Learning and predicting the performance of given software configurations are of high importance to many software engineering activities. While configurable software systems will almost certainly face diverse running environments (e.g., version, hardware, and workload), current work often either builds performance models under a single environment or fails to properly handle data from diverse settings, hence restricting their accuracy for new environments.
In this paper, we target configuration performance learning under multiple environments. We do so by designing SeMPL — a meta-learning framework that learns the common understanding from configurations measured in distinct (meta) environments and generalizes them to the unforeseen, target environment. What makes it unique is that unlike common meta-learning frameworks (e.g., MAML and MetaSGD) that train the meta environments in parallel, we train them sequentially, one at a time. The order of training naturally allows discriminating the contributions among meta environments in the meta-model built, which fits better with the characteristic of configuration data that is known to dramatically differ between different environments.
Through comparing with 15 state-of-the-art models under nine systems, our extensive experimental results demonstrate that SeMPL~performs considerably better on 89% of the systems with up to 99% accuracy improvement, while being data-efficient, leading to a maximum of 3.86× speedup.
This repository contains the key codes, full data used, raw experiment results, and the supplementary tables for the paper.
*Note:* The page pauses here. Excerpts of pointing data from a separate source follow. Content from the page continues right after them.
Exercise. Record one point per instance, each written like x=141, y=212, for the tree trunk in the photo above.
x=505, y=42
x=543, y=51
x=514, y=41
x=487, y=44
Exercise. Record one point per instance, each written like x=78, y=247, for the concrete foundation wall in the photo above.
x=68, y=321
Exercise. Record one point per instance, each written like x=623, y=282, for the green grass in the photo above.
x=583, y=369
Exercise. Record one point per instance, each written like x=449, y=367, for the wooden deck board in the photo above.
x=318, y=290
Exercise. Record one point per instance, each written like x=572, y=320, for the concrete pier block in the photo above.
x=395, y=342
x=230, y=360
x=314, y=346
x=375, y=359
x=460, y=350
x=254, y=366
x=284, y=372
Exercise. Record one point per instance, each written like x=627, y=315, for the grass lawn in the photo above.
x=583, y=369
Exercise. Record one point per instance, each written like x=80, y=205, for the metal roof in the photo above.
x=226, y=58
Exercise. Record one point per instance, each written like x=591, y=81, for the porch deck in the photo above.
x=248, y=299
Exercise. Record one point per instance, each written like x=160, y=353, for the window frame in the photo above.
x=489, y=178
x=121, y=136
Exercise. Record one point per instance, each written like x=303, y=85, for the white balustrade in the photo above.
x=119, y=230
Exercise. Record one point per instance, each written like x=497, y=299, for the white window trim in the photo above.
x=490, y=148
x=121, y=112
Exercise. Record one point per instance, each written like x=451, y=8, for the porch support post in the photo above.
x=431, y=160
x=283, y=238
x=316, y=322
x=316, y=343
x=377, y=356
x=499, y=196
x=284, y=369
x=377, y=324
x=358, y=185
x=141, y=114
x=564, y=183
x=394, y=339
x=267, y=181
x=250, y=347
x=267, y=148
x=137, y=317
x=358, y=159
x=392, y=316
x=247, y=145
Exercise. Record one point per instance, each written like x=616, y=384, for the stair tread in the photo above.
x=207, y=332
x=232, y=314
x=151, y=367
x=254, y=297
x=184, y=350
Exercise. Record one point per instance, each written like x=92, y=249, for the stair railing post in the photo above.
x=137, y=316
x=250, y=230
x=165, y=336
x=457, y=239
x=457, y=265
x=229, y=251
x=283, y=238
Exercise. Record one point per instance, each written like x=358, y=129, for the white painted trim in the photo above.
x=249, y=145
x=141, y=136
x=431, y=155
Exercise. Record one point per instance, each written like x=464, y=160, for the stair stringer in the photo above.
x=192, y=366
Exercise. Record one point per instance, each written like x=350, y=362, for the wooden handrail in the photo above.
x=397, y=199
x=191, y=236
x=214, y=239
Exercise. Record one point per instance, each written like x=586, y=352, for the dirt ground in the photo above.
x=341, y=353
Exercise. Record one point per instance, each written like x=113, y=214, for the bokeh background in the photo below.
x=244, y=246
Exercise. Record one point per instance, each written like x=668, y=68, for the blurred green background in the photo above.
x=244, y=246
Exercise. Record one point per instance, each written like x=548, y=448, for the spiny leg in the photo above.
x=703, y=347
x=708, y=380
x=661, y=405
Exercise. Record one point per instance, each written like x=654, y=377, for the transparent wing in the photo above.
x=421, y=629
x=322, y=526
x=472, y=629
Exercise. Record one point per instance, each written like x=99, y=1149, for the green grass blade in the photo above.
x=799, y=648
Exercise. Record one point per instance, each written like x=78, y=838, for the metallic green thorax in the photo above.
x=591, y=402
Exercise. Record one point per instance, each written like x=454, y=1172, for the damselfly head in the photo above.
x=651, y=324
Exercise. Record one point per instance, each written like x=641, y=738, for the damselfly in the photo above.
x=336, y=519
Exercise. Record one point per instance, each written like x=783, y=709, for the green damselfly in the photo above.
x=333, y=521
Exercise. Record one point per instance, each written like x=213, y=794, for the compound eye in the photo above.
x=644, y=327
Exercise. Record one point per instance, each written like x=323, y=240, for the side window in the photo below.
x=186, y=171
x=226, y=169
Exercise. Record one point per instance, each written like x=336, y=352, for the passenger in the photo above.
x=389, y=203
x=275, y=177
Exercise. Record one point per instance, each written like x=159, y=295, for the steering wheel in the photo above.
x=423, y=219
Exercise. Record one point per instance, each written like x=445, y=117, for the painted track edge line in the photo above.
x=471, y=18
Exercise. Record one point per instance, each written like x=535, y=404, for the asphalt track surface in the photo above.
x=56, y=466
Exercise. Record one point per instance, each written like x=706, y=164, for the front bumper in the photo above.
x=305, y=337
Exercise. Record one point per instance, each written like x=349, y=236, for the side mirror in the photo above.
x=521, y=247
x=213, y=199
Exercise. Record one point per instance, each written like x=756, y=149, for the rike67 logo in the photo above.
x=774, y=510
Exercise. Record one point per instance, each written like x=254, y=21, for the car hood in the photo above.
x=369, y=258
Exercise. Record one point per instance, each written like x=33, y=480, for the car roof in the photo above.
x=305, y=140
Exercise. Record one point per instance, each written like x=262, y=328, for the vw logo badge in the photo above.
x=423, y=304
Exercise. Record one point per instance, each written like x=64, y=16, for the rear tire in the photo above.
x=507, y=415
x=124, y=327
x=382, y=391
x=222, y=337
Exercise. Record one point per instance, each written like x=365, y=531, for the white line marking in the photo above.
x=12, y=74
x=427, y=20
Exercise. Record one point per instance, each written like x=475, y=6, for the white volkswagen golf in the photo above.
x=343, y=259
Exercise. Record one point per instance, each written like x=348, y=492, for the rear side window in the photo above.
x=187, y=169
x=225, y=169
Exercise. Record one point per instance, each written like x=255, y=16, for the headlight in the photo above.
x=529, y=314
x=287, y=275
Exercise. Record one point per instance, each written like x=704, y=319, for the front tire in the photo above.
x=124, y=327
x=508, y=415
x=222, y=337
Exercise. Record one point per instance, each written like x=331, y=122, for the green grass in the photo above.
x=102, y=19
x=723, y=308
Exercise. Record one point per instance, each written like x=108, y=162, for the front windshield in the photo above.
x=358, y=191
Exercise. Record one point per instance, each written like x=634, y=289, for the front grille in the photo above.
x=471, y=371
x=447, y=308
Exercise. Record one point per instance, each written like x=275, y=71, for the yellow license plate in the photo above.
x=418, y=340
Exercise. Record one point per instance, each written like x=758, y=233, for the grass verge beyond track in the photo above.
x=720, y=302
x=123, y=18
Jingzhi Gong and Tao Chen. 2024. Predicting Configuration Performance in Multiple Environments with Sequential Meta-Learning, The ACM International Conference on the Foundations of Software Engineering (FSE), July 15- 19, 2024, Porto de Galinhas, Brazil, 24 pages.
-
artifact documents the required documents for the submission of Artifacts FSE'24.
-
data: configuration datasets of nine subject systems as specified in the paper.
-
results: contains the raw experiment results for all the research questions.
-
utils: contains utility functions to build SeMPL.
-
Figure5/6/7_full.pdf: supplementary tables for Figure 5/6/7 in the paper.
-
SeMPL_main.py: the main program for using SeMPL, which automatically reads data from csv files, trains and evaluates the meta-model, and saves the results.
-
requirements.txt: the required packages for running SeMPL_main.py.
-
Download all the files into the same folder/clone the repository.
-
Install the specified version of Python: the codes have been tested with Python 3.6 - 3.9, tensorflow 2.12 - 2.16, and keras < 3.0, other versions might cause errors.
-
Using the command line: cd to the folder with the codes, and install all the required packages by running:
pip install -r requirements.txt
-
Command line: cd to the folder with the codes, input the command below, and the rest of the processes will be fully automated.
python SeMPL_main.py
-
Python IDE (e.g. Pycharm): Open the SeMPL_main.py file on the IDE, and simply click 'Run'.
The main program SeMPL_main.py runs a demo experiment that evaluates SeMPL with 5 sample sizes of ImageMagick, each repeated 30 times, without hyperparameter tuning (to save demonstration time).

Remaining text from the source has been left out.